Com efeito, a autora explica que a negação histórica da humanidade destas mulheres torna urgente incluir e pensar nas intersecções como prioridade de ação, sob pena o feminismo tornar-se totalmente contraproducente, designadamente porque continuará, através da exclusão, a alimentar as estruturas de poder que, ao longo de vários séculos, insistem em fazê-lo.

"a negação histórica da humanidade destas mulheres torna urgente incluir e pensar nas intersecções como prioridade de ação, sob pena de o feminismo tornar-se totalmente contraproducente"

Por sua vez, estas intersecções obrigam a que se dê um olhar atento e, acima de tudo, voz e representação às especificidades existentes no ser mulher.

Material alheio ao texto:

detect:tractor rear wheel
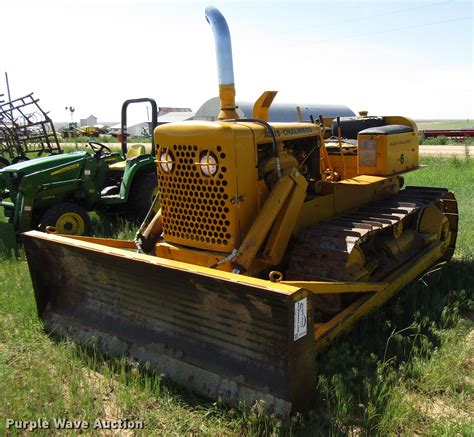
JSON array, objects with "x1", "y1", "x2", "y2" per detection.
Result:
[
  {"x1": 39, "y1": 202, "x2": 90, "y2": 235},
  {"x1": 128, "y1": 172, "x2": 160, "y2": 220}
]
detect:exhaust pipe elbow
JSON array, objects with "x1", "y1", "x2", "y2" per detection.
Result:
[{"x1": 205, "y1": 6, "x2": 238, "y2": 120}]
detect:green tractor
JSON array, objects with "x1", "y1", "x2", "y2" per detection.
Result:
[{"x1": 0, "y1": 98, "x2": 158, "y2": 240}]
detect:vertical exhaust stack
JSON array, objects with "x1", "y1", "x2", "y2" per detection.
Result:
[{"x1": 206, "y1": 6, "x2": 239, "y2": 120}]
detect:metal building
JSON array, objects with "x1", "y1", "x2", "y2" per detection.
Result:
[{"x1": 194, "y1": 97, "x2": 355, "y2": 122}]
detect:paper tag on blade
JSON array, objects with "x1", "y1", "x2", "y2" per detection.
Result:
[{"x1": 294, "y1": 298, "x2": 308, "y2": 341}]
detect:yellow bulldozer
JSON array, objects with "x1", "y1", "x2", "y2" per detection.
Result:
[{"x1": 23, "y1": 7, "x2": 458, "y2": 414}]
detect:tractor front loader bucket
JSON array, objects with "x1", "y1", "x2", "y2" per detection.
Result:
[{"x1": 22, "y1": 231, "x2": 315, "y2": 415}]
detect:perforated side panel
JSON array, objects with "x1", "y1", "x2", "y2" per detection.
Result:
[{"x1": 157, "y1": 144, "x2": 237, "y2": 252}]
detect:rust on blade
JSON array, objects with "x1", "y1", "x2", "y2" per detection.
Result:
[{"x1": 23, "y1": 232, "x2": 315, "y2": 414}]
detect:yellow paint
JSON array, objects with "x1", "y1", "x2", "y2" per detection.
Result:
[
  {"x1": 358, "y1": 132, "x2": 419, "y2": 176},
  {"x1": 54, "y1": 212, "x2": 86, "y2": 235},
  {"x1": 155, "y1": 242, "x2": 232, "y2": 272}
]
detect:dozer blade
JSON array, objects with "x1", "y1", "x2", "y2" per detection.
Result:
[{"x1": 22, "y1": 231, "x2": 315, "y2": 415}]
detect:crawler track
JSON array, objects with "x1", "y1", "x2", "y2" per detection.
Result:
[{"x1": 287, "y1": 187, "x2": 458, "y2": 281}]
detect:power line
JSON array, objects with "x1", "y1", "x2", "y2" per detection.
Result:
[
  {"x1": 280, "y1": 0, "x2": 453, "y2": 35},
  {"x1": 298, "y1": 16, "x2": 473, "y2": 47}
]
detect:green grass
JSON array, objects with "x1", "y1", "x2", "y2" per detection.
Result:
[
  {"x1": 0, "y1": 158, "x2": 474, "y2": 436},
  {"x1": 59, "y1": 135, "x2": 151, "y2": 144},
  {"x1": 415, "y1": 119, "x2": 474, "y2": 130}
]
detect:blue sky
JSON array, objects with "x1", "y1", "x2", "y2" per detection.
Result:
[{"x1": 0, "y1": 0, "x2": 474, "y2": 121}]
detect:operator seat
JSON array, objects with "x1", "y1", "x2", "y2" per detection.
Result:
[{"x1": 109, "y1": 144, "x2": 145, "y2": 171}]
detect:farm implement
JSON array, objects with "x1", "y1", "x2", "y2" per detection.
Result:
[{"x1": 23, "y1": 7, "x2": 458, "y2": 414}]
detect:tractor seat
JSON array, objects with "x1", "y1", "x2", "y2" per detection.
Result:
[{"x1": 109, "y1": 144, "x2": 145, "y2": 171}]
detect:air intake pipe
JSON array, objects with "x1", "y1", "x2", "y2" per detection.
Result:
[{"x1": 206, "y1": 6, "x2": 239, "y2": 120}]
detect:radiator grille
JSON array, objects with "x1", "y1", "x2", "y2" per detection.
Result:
[{"x1": 157, "y1": 144, "x2": 235, "y2": 252}]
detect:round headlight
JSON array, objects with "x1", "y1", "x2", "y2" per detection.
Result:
[
  {"x1": 199, "y1": 151, "x2": 218, "y2": 176},
  {"x1": 159, "y1": 149, "x2": 174, "y2": 173}
]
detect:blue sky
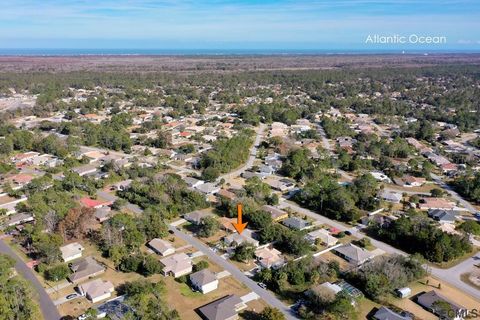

Assim, se existem mulheres que, para além da opressão de género, sofrem outras opressões, como o racismo, o feminismo, enquanto movimento destinado ao combate da concessão de privilégios com base no género e, assim, necessariamente, à legitimação de opressões, deve estender e adequar as suas pautas ao combate das opressões específicas de um determinado grupo de mulheres, neste caso, das mulheres negras.

Reconhecer que assim é, é também reconhecer que não existe um só enfoque no feminismo. Pelo contrário, existindo uma diversidade de raças, posições ideológicas entre outras características dentro da própria categoria de ‘’mulheres’’, esta é uma constatação que levará a diferentes abordagens e perspetivas.

Uma parte significativa dos episódios utilizados como exemplos para demonstrar o que acima foi dito tiveram origem no Brasil, de onde a autora é natural. Não obstante, muitos outros exemplos, desde Serena Williams à Grada Kilomba, têm origem no contexto internacional.

De entre estes exemplos, Djamila Ribeiro utiliza inclusive situações que marcaram a sua própria trajetória para destacar o racismo e o machismo envolvendo cada um dos exemplos. Assim, sucede, por exemplo, com o racismo religioso.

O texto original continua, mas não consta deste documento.